Pages

Wednesday, 31 December 2014

Into the Wilderness

Several weeks ago, I started writing a post that I'd intended to share today as a kind of summing-up of the year.  I never quite managed to finish it. Now, if I'm honest, I'm glad I didn't.

(Not least because Ann Voskamp wrote something similar, but far, far better than I ever could. Take a look here.)

Instead, I'm going to pick up where I left off earlier this month.

(For those of you who missed it, you can get up to speed with the last post here)

I mentioned the last time I wrote that I hoped I'd be telling a rescue story soon. And I am.

Except it wasn't quite the type of rescue I'd anticipated.

It's all still a bit of a jumble in my head, and my heart, and everywhere else, so I hope you'll bear with me and let me tell the story.

Are you sitting comfortably? Good. Then I'll begin.

Late on Saturday night, as I picked up my Bible and thought about what to read, I felt nudged in the direction of Hosea.

Confession time: it wasn't the first time recently I'd felt that nudge. It'd happened a few times, but I'd always brushed it aside. I'd arrogantly assumed that it wouldn't really have anything relevant to say.

(I know.) 

After all, what could the story of a man and a prostitute possibly have to do with anything to do with me?

(Again, I know.)

But, in the absence of any better ideas, I thought I'd give it a go.

I'd got part of the way through chapter 2 when it hit me. That was me. And the more I read the more I could relate to how I'd been living.

I'll spare you the specifics of what is, after all, not the most flattering of comparisons in the world. You can read it for yourself.

Suffice it to say that I'd completely missed the point. Somehow I'd come to think that I deserved to get what I wanted. That somehow I'd earned it. Or else that it was all to do with my own efforts. I hadn't. And it definitely wasn't.

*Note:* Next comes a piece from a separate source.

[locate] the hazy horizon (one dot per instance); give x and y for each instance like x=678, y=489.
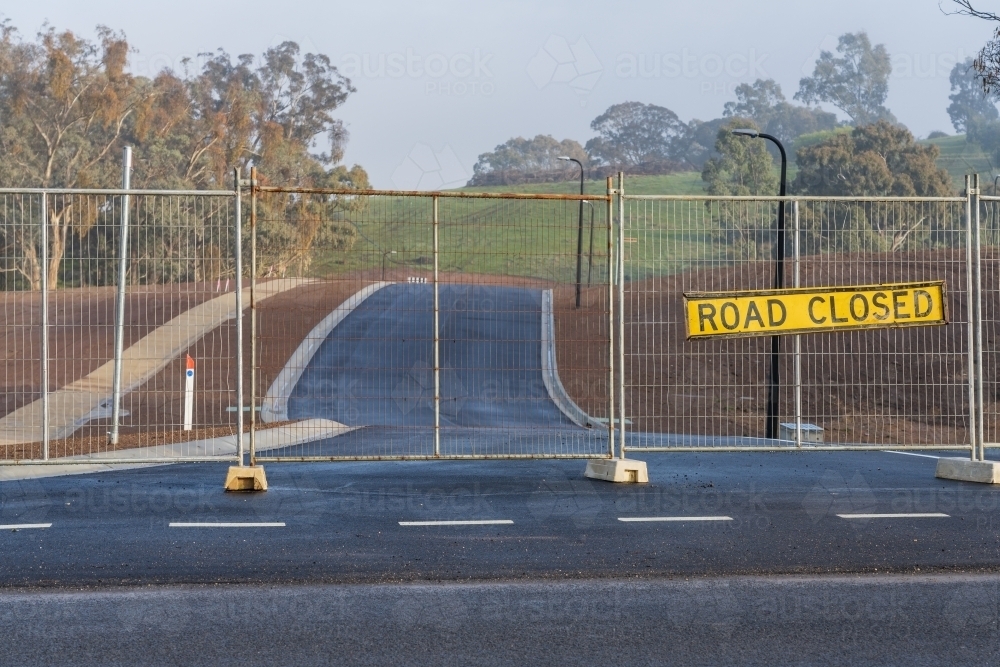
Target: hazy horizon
x=439, y=84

I'd completely neglected the fact that all of the good stuff - that good stuff that I'd only been complaining of being robbed of a couple of weeks ago - wasn't really anything to do with me to begin with. Obviously, they were in as much as they were things that were part of my life. But they weren't mine to keep hold of, or have taken from me. Not really.

I remember conversations where I had been talking some of this through with people, and wondering out loud whether things had gone wrong because I'd mis-heard what God was saying, or the timing wasn't right, or it was some kind of spiritual attack.

Not being God, I don't know for certain. But something occurred to me that I hadn't thought of before:

What if I'm the one getting in the way?

What if it isn't any of those things? What if my attitude, my arrogance, my failure to acknowledge God as the source of every good thing in my life was preventing me from experiencing His best for me?

What if, in the times of getting what I wanted, what I had hoped for, and then losing it again, He'd been leading me into the wilderness, waiting to speak to me, to teach me, to bring me back to where I should have been all along?

What if what I needed was a bit of discipline?

Yes, it's hurt. But discipline does. This was the fairest kind: The God-given kind, very firm but somehow still drenched in love and kindness.

And it's in that wilderness that I've found myself on-and-off over the last six months, then more consistently for the last two. Where I do all of my crying and screaming and shouting and sulking. And then I finally sit down and shut up long enough to let Him speak.

Now I remember that the best bits, the biggest leaps forward in my faith-journey, have all happened in the wilderness. Because it's there that I'm broken enough, that my guard is down enough, to let Him speak tenderly to me. And then I call to mind the saying I've heard so many times: that it's in the valleys, not on the mountain-tops, that things grow.

Even now, as I'm writing this, I know I'm still holding on tight to ideas and expectations of how things will turn out. Promises that He's spoken, where I've already decided how, and when, He'll fulfill them. I'm pretty sure He's got other ideas, and I'm willing to bet that His way is far better than anything even my overactive imagination could conjure up.

So, right now, as my fingers hit the keys and spell out these words, I'm letting them all go. Every last one of them. My dashed hopes and failed expectations. The plans I'm still holding on to, as if I had any right to decide.

Once. And. For. All. 

Gone.

I want to be a blank canvas again. Only this time I don't want to be the one marking out the shapes, or picking the colours. Clean slate. No more trying to wrestle control. Instead, I'll try to listen, and wait, and watch, and see where He wants me to go, and I'll be brave. And I'll acknowledge every tiny sparkling glitter-speck of blessing and gift along the way - not just the big ones, and not just when it's worked out the way I wanted it to. And I'll be thankful for them all. Every last one.

Essentially, I'll let Him do His job, and I'll do mine.

I don't know how long I'll be in this wilderness-place. But now I'm willing to wait. Because I know that whatever's on the horizon, and whatever shape it takes, it'll be worth it in the end. It always is, with God.

And I think that's a pretty good way to start the new year.